A coordenadora de pesquisas domiciliares do IBGE, Adriana Beringuy, explicou que parte do crescimento observado no rendimento médio pode ser relacionada ao reajuste do salário mínimo, que foi fixado em 1.621 reais a partir de janeiro de 2026.
“Pode ter uma participação já dessa questão do reajuste do salário mínimo, que é uma recomposição e até ganhos reais [acima da inflação].”
Adriana Beringuy também destacou que, no primeiro trimestre de 2026, ocorreu uma redução de um milhão no número de trabalhadores ocupados, em comparação ao quarto trimestre de 2025. Segundo a analista, essa diminuição foi mais expressiva entre os trabalhadores informais, tradicionalmente com rendimento menor.
Assim, a média de rendimento daqueles que permaneceram ocupados no início de 2026 superou a média do trimestre imediatamente anterior.
A pesquisa do IBGE também revelou que o valor total dos rendimentos pagos aos trabalhadores brasileiros atingiu 374,8 bilhões de reais, maior volume já registrado desde o início da série histórica.
Esse montante corresponde à soma dos salários de todos os trabalhadores do país, valor que é direcionado para consumo, pagamento de dívidas, investimentos e poupança.

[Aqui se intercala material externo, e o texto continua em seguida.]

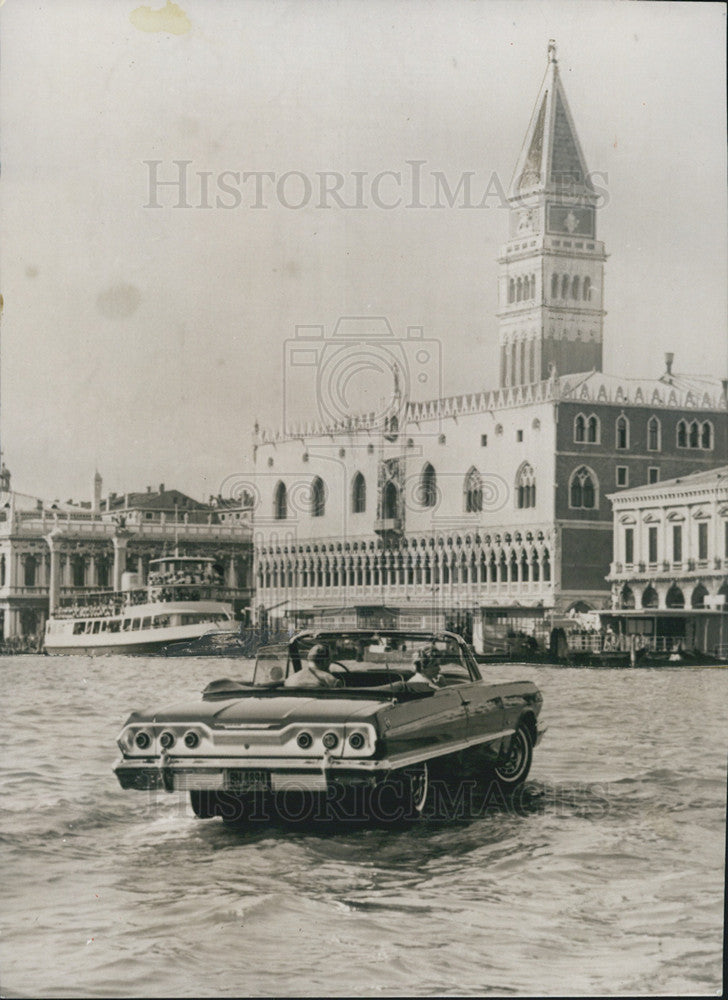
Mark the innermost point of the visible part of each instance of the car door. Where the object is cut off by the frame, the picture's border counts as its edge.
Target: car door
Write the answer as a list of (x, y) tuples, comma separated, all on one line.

Em relação ao primeiro trimestre de 2025, a massa salarial teve um incremento de 7,1% acima da inflação, o que representa uma diferença de 24,8 bilhões de reais a mais nas mãos dos trabalhadores em um ano.
De acordo com o IBGE, no primeiro trimestre de 2026, 66,9% dos trabalhadores ocupados contribuíam para fins previdenciários. Esse percentual equivale a 68,174 milhões de pessoas protegidas socialmente, configurando a maior proporção já registrada pela pesquisa.
A contribuição para institutos previdenciários garante direitos como aposentadoria, benefício por incapacidade e pensão por morte. O IBGE considera como contribuintes todos os empregados, empregadores, trabalhadores domésticos e autônomos que tenham realizado contribuições para institutos oficiais de previdência federal — como o INSS ou o Plano de Seguridade Social da União —, além dos regimes estaduais e municipais.
Adriana Beringuy atribuiu esse avanço ao recuo da informalidade no período. Segundo ela, os trabalhadores informais tendem a contribuir menos para a previdência.
No trimestre fechado em março, a taxa de informalidade entre a população ocupada foi de 37,3%, totalizando 38,1 milhões de trabalhadores sem direitos trabalhistas garantidos. Ao final de 2025, esse índice era de 37,6%, e no primeiro trimestre daquele ano, de 38%. O IBGE ressalta que trabalhadores informais, como autônomos sem CNPJ, podem ser segurados individuais do INSS.
A Pesquisa Nacional por Amostra de Domicílios Contínua é considerada o principal instrumento para analisar o mercado de trabalho no Brasil, abrangendo pessoas com 14 anos ou mais em todas as formas de ocupação — seja com ou sem carteira assinada, temporários ou autônomos.
No primeiro trimestre de 2026, a taxa de desemprego ficou em 6,1%, o menor índice já alcançado para o período desde o início da apuração. Para o IBGE, são consideradas desocupadas apenas as pessoas que procuraram vaga nos 30 dias anteriores à pesquisa. O levantamento visita 211 mil domicílios em todos os estados e no Distrito Federal.